The ironic characterization of Klinger's Storm and Stress genius figure
Johnson, Bonnie J.
Hanks, Dorothy Milford
Master of Arts
The central characters of Friedrich Maximilian Klinger's early works represent the epitome of the Storm and Stress genius idealization. These characters have superhuman strengths, prophetic insights, a yearning for simplicity, or naturalness, and a spontaneity that reflects their emotional fervor. In Klinger's works these traits become so overwhelming that they engulf the genius figure himself, smothering his very existence and thus rendering the author's idealization meaningless. This lack of meaning itself then becomes the focus of the reader's attention.
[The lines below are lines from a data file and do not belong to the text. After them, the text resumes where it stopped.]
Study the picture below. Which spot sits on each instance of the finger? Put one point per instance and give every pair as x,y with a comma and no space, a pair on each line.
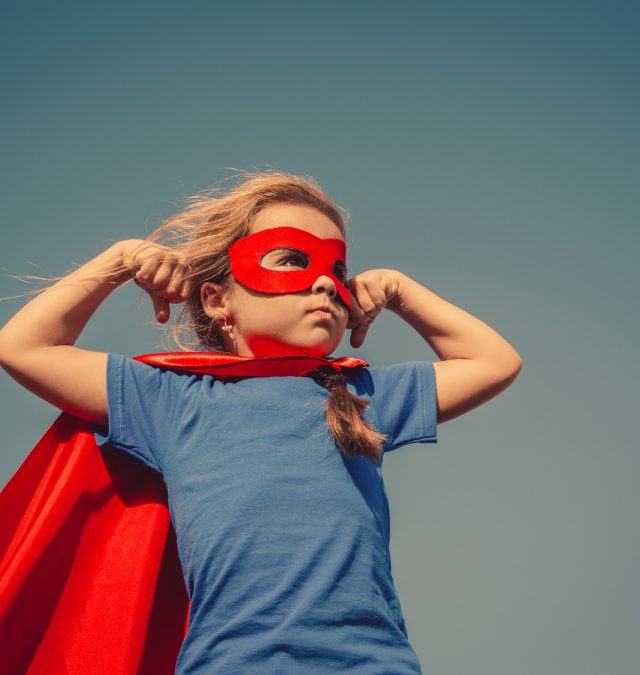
358,335
369,299
162,276
174,287
161,308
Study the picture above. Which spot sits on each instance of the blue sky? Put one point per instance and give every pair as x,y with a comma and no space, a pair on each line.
489,151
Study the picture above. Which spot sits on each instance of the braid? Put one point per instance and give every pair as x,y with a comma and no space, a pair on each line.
352,433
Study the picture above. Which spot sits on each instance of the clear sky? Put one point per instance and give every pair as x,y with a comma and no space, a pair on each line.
489,151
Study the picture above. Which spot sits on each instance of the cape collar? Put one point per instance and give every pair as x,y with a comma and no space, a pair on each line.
228,365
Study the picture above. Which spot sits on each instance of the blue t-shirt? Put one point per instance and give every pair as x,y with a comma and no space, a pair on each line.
284,544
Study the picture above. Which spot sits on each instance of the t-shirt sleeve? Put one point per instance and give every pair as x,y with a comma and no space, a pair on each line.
139,399
404,399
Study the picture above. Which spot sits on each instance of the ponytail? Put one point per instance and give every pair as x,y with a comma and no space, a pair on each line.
352,433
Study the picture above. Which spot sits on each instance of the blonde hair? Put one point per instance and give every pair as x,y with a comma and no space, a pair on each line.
203,232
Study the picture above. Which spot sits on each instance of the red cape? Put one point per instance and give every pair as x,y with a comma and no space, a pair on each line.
90,578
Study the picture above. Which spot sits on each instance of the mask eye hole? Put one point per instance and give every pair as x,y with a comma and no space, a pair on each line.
340,270
285,260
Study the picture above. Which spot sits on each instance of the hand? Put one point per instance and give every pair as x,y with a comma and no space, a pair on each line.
160,271
370,292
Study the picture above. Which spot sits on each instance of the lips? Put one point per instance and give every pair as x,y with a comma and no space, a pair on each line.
324,308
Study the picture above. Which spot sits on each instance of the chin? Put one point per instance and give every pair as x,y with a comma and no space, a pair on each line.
268,348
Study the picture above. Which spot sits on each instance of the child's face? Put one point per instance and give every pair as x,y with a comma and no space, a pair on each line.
275,324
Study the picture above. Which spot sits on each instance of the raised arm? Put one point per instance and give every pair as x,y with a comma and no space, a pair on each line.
477,363
37,344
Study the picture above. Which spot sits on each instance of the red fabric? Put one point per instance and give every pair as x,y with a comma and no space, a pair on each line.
90,578
245,255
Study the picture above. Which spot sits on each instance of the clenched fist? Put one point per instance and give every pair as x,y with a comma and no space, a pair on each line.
160,271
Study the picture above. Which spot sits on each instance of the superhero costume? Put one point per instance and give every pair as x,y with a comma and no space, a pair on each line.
90,579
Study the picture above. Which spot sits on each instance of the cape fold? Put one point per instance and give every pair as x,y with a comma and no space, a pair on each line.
90,578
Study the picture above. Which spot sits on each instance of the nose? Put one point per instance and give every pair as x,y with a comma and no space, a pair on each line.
325,283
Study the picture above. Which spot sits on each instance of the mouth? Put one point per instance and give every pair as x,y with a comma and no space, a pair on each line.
323,311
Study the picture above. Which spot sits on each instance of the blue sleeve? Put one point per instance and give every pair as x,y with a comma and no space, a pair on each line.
404,399
139,399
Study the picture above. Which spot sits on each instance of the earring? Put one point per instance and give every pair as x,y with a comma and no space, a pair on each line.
227,328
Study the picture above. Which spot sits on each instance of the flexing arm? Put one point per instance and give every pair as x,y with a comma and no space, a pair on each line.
477,362
36,345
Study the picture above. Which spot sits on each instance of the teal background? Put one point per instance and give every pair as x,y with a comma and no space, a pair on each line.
489,151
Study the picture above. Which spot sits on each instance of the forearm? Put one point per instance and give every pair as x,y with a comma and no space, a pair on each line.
58,315
450,331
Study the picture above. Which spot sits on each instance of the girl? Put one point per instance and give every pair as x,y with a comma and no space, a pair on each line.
274,479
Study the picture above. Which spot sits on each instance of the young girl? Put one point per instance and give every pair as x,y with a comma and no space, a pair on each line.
273,476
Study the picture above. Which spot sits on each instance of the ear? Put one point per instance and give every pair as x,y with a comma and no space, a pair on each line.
214,299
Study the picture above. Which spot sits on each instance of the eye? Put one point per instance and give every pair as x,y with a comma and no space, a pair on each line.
340,270
287,259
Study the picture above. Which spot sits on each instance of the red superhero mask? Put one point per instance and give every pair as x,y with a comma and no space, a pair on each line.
312,257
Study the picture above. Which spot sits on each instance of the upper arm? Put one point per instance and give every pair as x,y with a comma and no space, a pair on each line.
464,384
70,378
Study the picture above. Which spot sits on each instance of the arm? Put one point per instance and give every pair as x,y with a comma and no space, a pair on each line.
36,345
477,363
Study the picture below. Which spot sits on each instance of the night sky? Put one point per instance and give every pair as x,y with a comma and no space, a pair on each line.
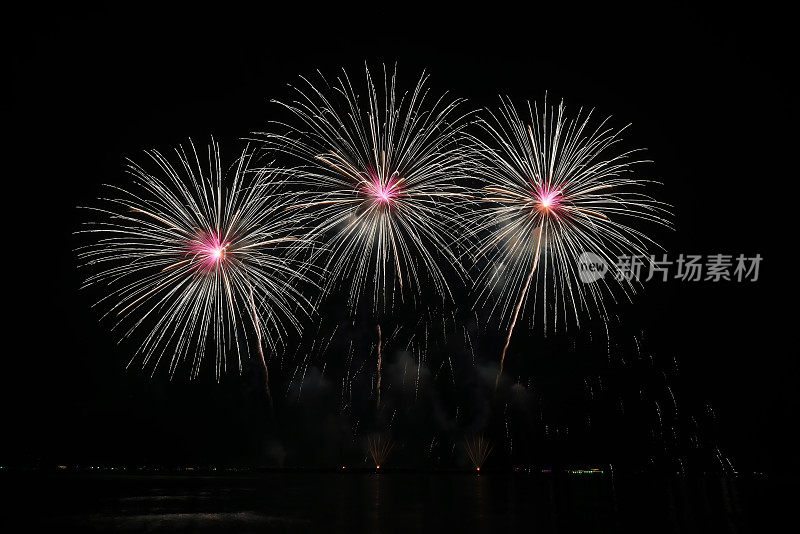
706,92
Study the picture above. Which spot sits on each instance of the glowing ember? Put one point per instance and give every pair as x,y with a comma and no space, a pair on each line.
547,200
209,251
383,193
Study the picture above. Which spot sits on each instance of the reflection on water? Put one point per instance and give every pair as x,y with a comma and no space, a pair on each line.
382,502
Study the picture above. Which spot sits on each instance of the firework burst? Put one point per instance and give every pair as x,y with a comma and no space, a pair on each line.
379,448
381,174
197,259
478,449
554,188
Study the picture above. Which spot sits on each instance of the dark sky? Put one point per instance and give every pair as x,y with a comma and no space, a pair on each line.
707,93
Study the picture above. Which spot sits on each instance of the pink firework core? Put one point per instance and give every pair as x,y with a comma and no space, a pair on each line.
383,193
209,251
547,200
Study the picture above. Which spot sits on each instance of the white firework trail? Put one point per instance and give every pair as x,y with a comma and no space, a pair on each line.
382,174
196,258
555,187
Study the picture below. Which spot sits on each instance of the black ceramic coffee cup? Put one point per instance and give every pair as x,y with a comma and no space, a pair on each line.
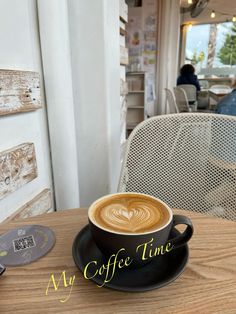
138,248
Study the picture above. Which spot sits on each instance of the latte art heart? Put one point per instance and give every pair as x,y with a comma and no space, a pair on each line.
131,215
134,218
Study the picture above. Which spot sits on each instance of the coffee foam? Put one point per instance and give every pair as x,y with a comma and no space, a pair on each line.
130,213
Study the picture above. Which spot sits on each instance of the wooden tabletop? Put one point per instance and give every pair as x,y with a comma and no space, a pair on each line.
218,93
208,284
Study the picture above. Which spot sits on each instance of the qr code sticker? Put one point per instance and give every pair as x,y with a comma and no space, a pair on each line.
23,243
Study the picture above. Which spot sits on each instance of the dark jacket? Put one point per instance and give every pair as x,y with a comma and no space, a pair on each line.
227,105
190,79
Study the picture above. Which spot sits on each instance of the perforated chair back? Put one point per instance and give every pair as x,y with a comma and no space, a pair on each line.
188,160
171,101
190,90
220,87
181,99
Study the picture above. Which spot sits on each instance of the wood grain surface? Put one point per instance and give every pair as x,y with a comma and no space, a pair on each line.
17,167
19,91
208,284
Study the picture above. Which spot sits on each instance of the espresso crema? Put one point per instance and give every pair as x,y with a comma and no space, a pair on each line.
130,213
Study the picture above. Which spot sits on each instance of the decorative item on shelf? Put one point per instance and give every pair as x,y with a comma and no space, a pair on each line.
19,91
17,167
136,99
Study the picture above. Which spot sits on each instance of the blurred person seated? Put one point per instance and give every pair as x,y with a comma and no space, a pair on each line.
227,105
187,76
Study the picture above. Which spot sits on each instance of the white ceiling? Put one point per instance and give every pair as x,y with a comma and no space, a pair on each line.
224,9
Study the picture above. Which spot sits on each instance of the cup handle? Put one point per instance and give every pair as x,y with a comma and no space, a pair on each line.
184,237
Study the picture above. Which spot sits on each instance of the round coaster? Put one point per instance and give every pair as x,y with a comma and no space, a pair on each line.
25,244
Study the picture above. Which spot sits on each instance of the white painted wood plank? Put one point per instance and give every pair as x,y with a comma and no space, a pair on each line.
17,167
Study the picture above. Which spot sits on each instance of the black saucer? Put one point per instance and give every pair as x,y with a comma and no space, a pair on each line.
145,278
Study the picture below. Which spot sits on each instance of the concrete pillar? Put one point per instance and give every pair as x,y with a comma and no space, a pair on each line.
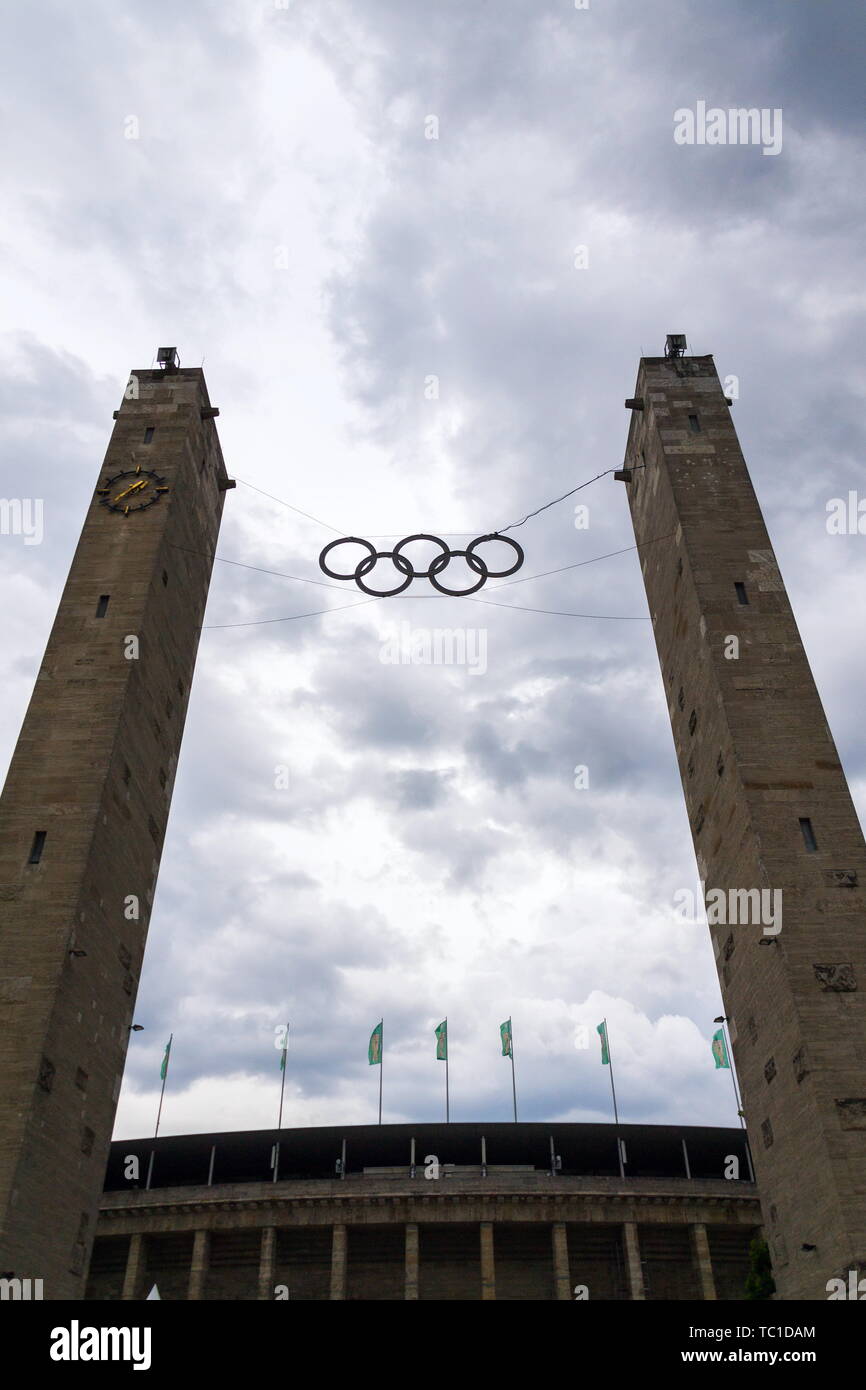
488,1269
562,1282
266,1264
338,1262
412,1260
135,1268
701,1255
198,1268
633,1260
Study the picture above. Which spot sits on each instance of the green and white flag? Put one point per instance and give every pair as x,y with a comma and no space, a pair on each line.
720,1050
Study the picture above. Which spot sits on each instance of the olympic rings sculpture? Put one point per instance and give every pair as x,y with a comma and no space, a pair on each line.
407,570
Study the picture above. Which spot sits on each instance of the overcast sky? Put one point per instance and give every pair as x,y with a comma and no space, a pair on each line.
345,207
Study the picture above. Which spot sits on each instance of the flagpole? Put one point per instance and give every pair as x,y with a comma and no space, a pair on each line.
616,1118
163,1091
381,1062
285,1058
730,1058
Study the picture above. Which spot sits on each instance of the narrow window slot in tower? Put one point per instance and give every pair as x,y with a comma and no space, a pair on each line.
39,838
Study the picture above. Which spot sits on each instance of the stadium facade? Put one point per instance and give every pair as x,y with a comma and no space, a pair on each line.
506,1211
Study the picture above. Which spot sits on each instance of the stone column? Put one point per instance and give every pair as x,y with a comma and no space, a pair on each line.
338,1262
135,1268
198,1268
701,1255
633,1260
266,1264
488,1271
412,1260
562,1282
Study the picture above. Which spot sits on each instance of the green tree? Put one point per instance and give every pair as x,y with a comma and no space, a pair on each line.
759,1283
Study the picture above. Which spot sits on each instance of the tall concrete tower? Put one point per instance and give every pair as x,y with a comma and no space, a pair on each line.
769,809
84,813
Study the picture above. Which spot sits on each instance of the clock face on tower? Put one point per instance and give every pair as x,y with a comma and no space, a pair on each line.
132,489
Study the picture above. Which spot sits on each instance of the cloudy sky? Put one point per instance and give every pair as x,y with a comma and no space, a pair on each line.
367,220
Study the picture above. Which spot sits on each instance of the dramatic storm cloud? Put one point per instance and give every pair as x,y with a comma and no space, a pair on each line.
420,250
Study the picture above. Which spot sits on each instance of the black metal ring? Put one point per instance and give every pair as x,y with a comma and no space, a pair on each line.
474,563
369,562
345,540
506,540
423,535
It is generally thought that Klinger and the other Storm and Stress writers sincerely believed in "genius," uncritically depicted its idealization, and empathized with the genius' self-annihilating behavior. While this evaluation may hold some truth with respect to Klinger's earliest works, the ensuing developments of his genius figure belie its validity. His later works reveal an objectification of the earlier genius idealization. They are riddled with irony. In the last work discussed in this study, the genius figure is totally caricaturized. In fact, the only individuals in that work who are not treated in this manner are the "simple" human beings. It is the purpose of this study to illustrate the undercurrent of irony throughout Klinger's genius characterizations and to discuss its implications with regard to the Storm and Stress movement as a whole.